Yes! Yes, I AM a dog person! And a cat person! I adore my three fruitbats -- yes, there are three, because we accidentally drove past a so-called pet market one day -- but I love my Magic and my Jimmers to distraction. These are my dogs, and woe betide anyone who dares so much as look at them cross-eyed!

Bruno Bettleheim once observed of parenting that "love is not enough" to raise healthy, emotionally stable children. It's not enough for dogs or cats, either. But it is the sine qua non, that without which there is no possibility of physical or emotional well-being.

Either for them, or for me. We have just under three years to get these devoted, damaged creatures ready to live in our much stricter and more regulated capital city. They have to learn to wear muzzles in public and not to bark at everything that approaches or makes a noise going by. They have to learn to live with cats, even if kept strictly apart by doors yet to be installed. They have to learn that other dogs have the same right to be in a dog park as they do, at least, if they ever want to run free in a dog park.

But they will, no matter what it takes, no matter how much time and/or money I have to spend to make sure it happens.
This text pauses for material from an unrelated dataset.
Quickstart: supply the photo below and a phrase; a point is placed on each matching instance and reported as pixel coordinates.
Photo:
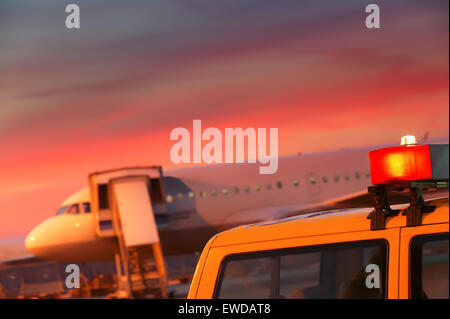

Because for me there is no possible life that does not include these dogs.

My dogs.

3 comments:

onequarterdal said...

This is such a beautiful and inspring story.

borderjack said...

This post is an inspiration, especially given where it takes place. My own background is eastern european, and no generation in my family had pets. I wasn't allowed to have them as a kid, either. As soon as I moved on my own, I adopted my first cat from the toronto humane society. He's still with me, followed by three more cats and two dogs, all from shelters. My mother is now so in love with them it warms my heart, because she's their "sitter" when I'm at work. But there are still many in my family who persist with old-world attitudes, who think animals don't belong inside and who won't even pet my dogs, which is heart breaking. God bless you for saving those dogs (and your whole crew) in the face of what I can only imagine were some serious challenges.

Barb said...

What a wonderful story!! And as I'm sitting here with tears in my eyes I'm ashamed that -not 10 minutes ago - I was feeling a bit put out because the two foster dogs we've got now are causing some inconveniences. Not even big inconveniences, they're both good dogs and don't have any major issues - but it's 2 more big dogs in our small house and it feels crowded.
The pity party stops NOW - you've just brought things back into perspective, and thank you for that!